The decision may affect many of the more than 75,000
mentally ill Americans in state institutions. Advocates for the
mentally ill estimated that half those in state institutions
could live in community homes.

Reading from the court's 22-page majority opinion, Justice
Ruth Bader Ginsburg declared from the bench, "Unjustified
institutionalization of persons with mental disabilities ...
qualifies as discrimination."

She added, "Unnecessary segregation of persons with mental
disabilities perpetuates unwarranted assumptions that such
persons are unfit for, or unworthy of, participating in
community life."

Ginsburg said community placement would be required when
state professionals have determined it was appropriate, the
transfer was not opposed by the affected person and it can be
reasonably accommodated, taking into account the resources
available and the needs of others with mental disabilities.

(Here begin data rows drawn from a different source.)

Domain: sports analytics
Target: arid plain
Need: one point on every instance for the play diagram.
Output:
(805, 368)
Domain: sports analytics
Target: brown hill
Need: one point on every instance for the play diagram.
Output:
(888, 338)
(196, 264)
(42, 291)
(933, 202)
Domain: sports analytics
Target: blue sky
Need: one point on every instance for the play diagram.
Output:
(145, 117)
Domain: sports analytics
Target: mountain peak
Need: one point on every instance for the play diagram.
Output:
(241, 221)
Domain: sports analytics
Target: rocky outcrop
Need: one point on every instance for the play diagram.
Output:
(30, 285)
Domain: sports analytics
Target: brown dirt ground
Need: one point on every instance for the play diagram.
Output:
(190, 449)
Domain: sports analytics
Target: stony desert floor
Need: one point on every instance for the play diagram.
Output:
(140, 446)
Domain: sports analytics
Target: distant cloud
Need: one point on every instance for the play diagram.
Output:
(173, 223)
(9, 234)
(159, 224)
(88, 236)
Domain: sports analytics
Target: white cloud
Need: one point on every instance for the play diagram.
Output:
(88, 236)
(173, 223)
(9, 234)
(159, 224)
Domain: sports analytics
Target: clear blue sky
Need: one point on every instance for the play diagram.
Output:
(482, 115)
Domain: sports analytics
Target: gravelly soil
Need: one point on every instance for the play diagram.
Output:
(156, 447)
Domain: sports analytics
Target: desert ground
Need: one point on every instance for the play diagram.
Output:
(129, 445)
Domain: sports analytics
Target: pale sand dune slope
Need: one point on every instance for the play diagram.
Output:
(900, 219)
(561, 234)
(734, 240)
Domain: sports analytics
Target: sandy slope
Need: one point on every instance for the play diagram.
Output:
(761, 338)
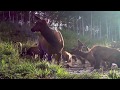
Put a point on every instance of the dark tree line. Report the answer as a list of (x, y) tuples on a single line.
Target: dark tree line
[(96, 24)]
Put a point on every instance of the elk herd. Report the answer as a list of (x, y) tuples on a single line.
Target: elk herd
[(51, 45)]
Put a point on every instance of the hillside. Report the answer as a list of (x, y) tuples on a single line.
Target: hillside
[(14, 67)]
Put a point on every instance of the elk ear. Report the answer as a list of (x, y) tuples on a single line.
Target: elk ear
[(80, 43), (44, 22), (36, 17)]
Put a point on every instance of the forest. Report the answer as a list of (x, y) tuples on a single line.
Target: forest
[(90, 41)]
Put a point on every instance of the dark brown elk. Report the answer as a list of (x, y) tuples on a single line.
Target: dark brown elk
[(82, 47), (98, 54), (51, 41), (32, 52)]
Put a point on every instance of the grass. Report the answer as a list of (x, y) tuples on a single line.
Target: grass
[(13, 67)]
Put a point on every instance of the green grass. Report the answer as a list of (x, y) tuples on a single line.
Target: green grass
[(13, 67)]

Ginsburg made clear the state's responsibility, once it
provides community-based treatment, was not "boundless."

The case involved a lawsuit filed by two mentally ill
patients, Lois Curtis, 31, and Elaine Wilson, 47, who were
housed in a Georgia psychiatric hospital.

They charged that the state's failure to provide them with
care in the most "integrated" setting appropriate to their
needs violated the law that prohibits discrimination against the
disabled.

Justice Anthony Kennedy wrote a separate opinion concurring
with the judgement. He said the ruling should be applied with
"caution and circumspection."

Otherwise, "states may be pressured into attempting
compliance on the cheap, placing marginal patients into
integrated settings devoid of the services and attention
necessary for their condition," he said.

Kennedy noted that about 5.6 million Americans each year
will suffer from severe mental illness, and that millions of
other Americans suffer from mental disabilities of a less
serious nature, such as mild depression.

Advocates for the mentally ill applauded the ruling.

"Thanks to this landmark decision, states will have fewer
excuses for segregating people with mental disabilities in
institutions," said Michael Faenza of the National Mental
Health Association.

"The ability to lead more normal lives and achieve greater
recovery from serious mental illnesses will now be possible for
those who are shut away in state institutions," he said.

Georgetown University law professor Chai Feldblum said the
decision correctly noted the importance of integration in
mainstream society for people with disabilities.

The court's three most conservative members -- Chief Justice
William Rehnquist and Justices Clarence Thomas and Antonin
Scalia -- dissented.

"Temporary exclusion from community placement does not
amount to 'discrimination' in the traditional sense of the
word," Thomas wrote.

He said the two women failed to show that the state
"discriminated against them by reason of their disabilities."
He said requiring them to "wait their turn" for community
placement simply shows the state has "limited resources."